In the story "The Yellow Wallpaper" written by Charlotte Perkins Gilman, there is a strong sense of a feminist view. A young married woman suffers from a "disease" the her doctor husband John tries to cure her from when in fact the presence of his superiority and knowledge leads her to hide her feelings and ultimately become more sick. This short story is a perfect example of the struggle of a young woman in a complicated circumstance. The bedroom of the house that this couple has just moved into is decorated with terrible yellow wallpaper and this is one of the driving forces behind her "hysterical actions." She sees a woman, behind the hideous patterns and it turns out that she is the woman trying to break free of the patterns. Her husband denies her request to change the wallpaper and that is a perfect example of her repressed feelings, the feelings that if expressed, might cure her.
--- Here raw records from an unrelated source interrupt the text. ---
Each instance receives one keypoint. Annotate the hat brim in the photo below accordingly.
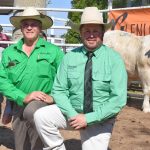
(76, 27)
(46, 21)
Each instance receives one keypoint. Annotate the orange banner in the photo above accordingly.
(135, 21)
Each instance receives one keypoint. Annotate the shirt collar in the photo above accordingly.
(40, 42)
(96, 51)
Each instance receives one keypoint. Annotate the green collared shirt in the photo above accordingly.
(21, 75)
(109, 79)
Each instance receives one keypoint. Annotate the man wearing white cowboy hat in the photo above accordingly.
(27, 73)
(89, 90)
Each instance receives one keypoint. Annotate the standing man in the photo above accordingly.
(27, 72)
(90, 89)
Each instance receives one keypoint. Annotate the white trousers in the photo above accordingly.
(49, 120)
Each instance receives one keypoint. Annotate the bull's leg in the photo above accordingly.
(146, 104)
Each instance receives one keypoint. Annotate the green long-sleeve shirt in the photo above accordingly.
(21, 75)
(109, 80)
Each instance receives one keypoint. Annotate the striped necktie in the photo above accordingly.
(88, 91)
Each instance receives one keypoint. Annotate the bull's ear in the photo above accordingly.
(147, 54)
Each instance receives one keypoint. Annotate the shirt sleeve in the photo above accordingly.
(59, 56)
(118, 95)
(7, 88)
(60, 91)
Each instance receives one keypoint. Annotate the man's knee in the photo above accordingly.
(31, 108)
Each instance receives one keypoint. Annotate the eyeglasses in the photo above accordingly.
(32, 25)
(94, 34)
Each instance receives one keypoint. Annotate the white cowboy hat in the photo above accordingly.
(31, 13)
(90, 15)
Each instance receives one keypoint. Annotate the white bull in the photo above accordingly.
(135, 51)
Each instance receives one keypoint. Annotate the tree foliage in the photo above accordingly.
(71, 36)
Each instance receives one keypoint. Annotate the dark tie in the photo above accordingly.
(88, 91)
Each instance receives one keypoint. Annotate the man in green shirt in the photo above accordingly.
(89, 90)
(27, 72)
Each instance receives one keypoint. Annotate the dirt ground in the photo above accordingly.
(131, 131)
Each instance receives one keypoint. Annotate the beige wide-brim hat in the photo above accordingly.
(31, 13)
(90, 15)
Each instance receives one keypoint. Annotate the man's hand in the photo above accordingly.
(36, 95)
(49, 100)
(78, 121)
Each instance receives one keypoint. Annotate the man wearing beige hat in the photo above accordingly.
(89, 90)
(27, 72)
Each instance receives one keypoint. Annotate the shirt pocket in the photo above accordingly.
(44, 64)
(73, 76)
(14, 70)
(101, 81)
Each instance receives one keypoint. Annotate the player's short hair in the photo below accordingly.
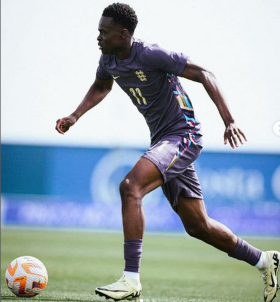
(122, 14)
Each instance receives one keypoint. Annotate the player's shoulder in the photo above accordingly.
(147, 52)
(144, 48)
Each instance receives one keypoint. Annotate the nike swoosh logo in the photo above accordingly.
(12, 270)
(111, 290)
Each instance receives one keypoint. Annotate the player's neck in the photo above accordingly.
(125, 52)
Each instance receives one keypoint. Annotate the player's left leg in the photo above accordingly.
(143, 178)
(197, 224)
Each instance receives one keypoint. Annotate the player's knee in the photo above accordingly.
(129, 192)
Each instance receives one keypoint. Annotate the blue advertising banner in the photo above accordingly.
(79, 187)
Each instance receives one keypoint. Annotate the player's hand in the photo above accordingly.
(63, 124)
(233, 134)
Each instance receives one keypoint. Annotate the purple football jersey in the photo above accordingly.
(149, 78)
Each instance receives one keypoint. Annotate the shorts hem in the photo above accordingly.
(157, 164)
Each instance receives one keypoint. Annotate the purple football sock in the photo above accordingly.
(132, 255)
(246, 252)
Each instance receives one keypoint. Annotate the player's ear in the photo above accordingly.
(124, 33)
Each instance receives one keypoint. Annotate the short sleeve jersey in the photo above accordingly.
(150, 78)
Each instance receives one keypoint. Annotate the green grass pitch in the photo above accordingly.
(174, 268)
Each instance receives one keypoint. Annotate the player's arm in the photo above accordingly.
(198, 74)
(97, 92)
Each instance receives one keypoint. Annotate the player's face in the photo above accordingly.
(110, 38)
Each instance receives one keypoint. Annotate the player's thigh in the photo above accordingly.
(144, 176)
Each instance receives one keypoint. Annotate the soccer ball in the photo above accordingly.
(26, 276)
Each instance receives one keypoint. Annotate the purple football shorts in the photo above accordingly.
(174, 157)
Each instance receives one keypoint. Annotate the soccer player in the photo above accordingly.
(149, 76)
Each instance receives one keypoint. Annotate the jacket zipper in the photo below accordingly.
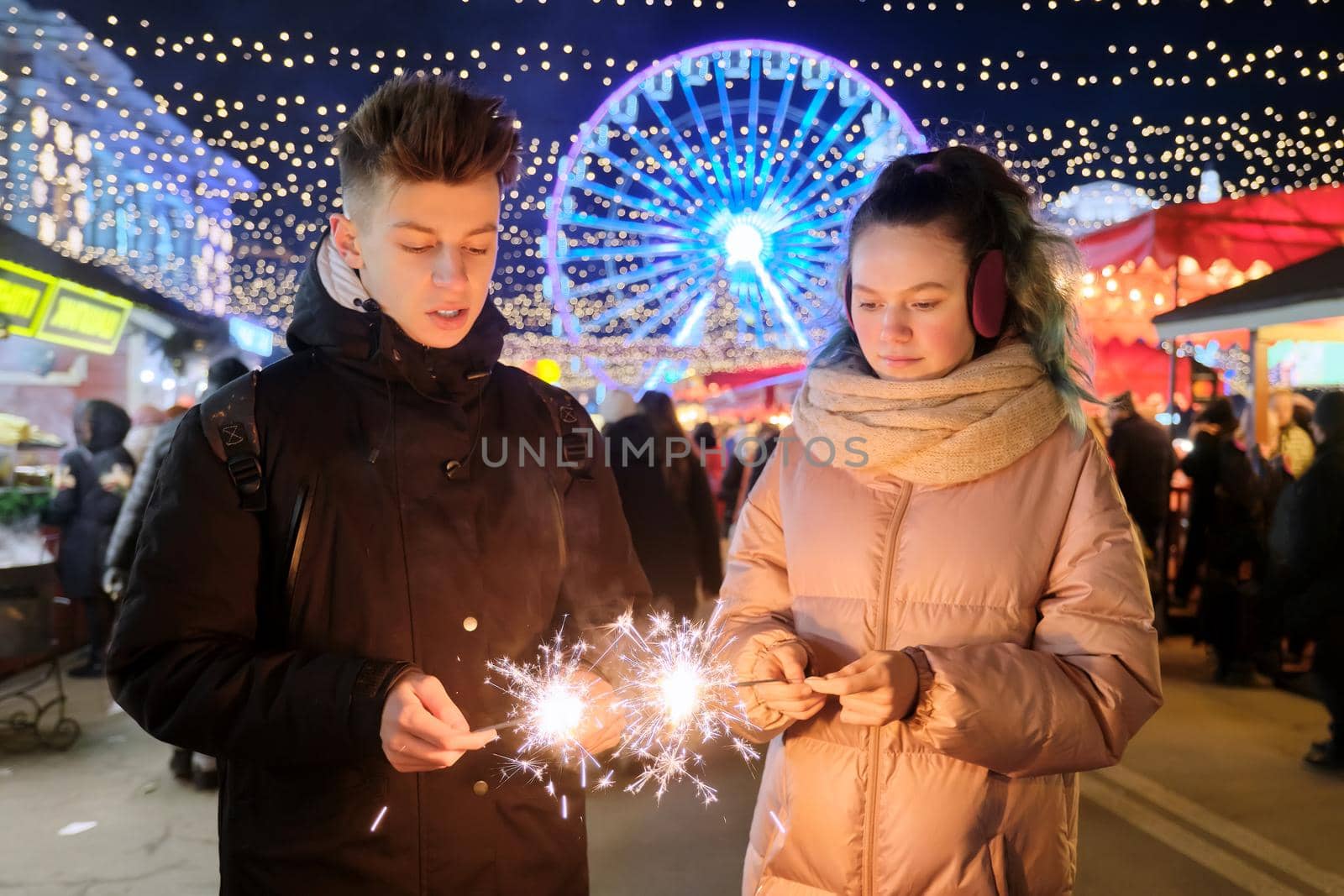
(870, 815)
(297, 532)
(558, 506)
Deep down she writes on her paper and tells her true feelings about how she is to trust and obey her all knowing husband. She knows he loves her and earnestly believes he is trying to help, but the only way he thinks she can get better is if she does the things he thinks will help her and that is just the thing that keeps her sick. There are many examples of male dominance in this story and there also is the underlying tone of that being the "bad" thing. Her husband John says things like "What is it little girl, don't go walking around like that, you " ll get cold" and "Bless her little heart" (yes that is in the third person).

He treats her as if she were a child who could not think for herself. On another note, writing is one of the things that help her a great deal and John hates her to write because he says it exhausts her. Again, just because he "knows" what is good for her he shuns her needs, which are the very things that could make her well again. The woman in the story is clearly made out to be the inferior character; however this is the reason for her struggle with the yellow wallpaper in her bedroom. Her wellness depends on ripping that disgusting wallpaper down and John believes one should not give into "such fancies as that." She finally loses it and locks herself into the room to free the woman trapped in the paper. The author does a wonderful job of depicting a woman's struggle and victory on her own when she pretends like she is obeying what her husband asks of her.

This story was written in a time where the feminist movement was very prevalent. The way that Gilman relates the woman's sickness to her husband's dominance is a perfect example of a feminist thought. In answer to the question yes, the Yellow Wallpaper is an extremely feminist work, in a beautiful and frustrating way. As I stated, it is an example of struggle that was a victory in a way because she tore down the wallpaper but a failure because she was still sick. Ultimately, leaving one to think about the bittersweet, trials and tribulations of women in that time period.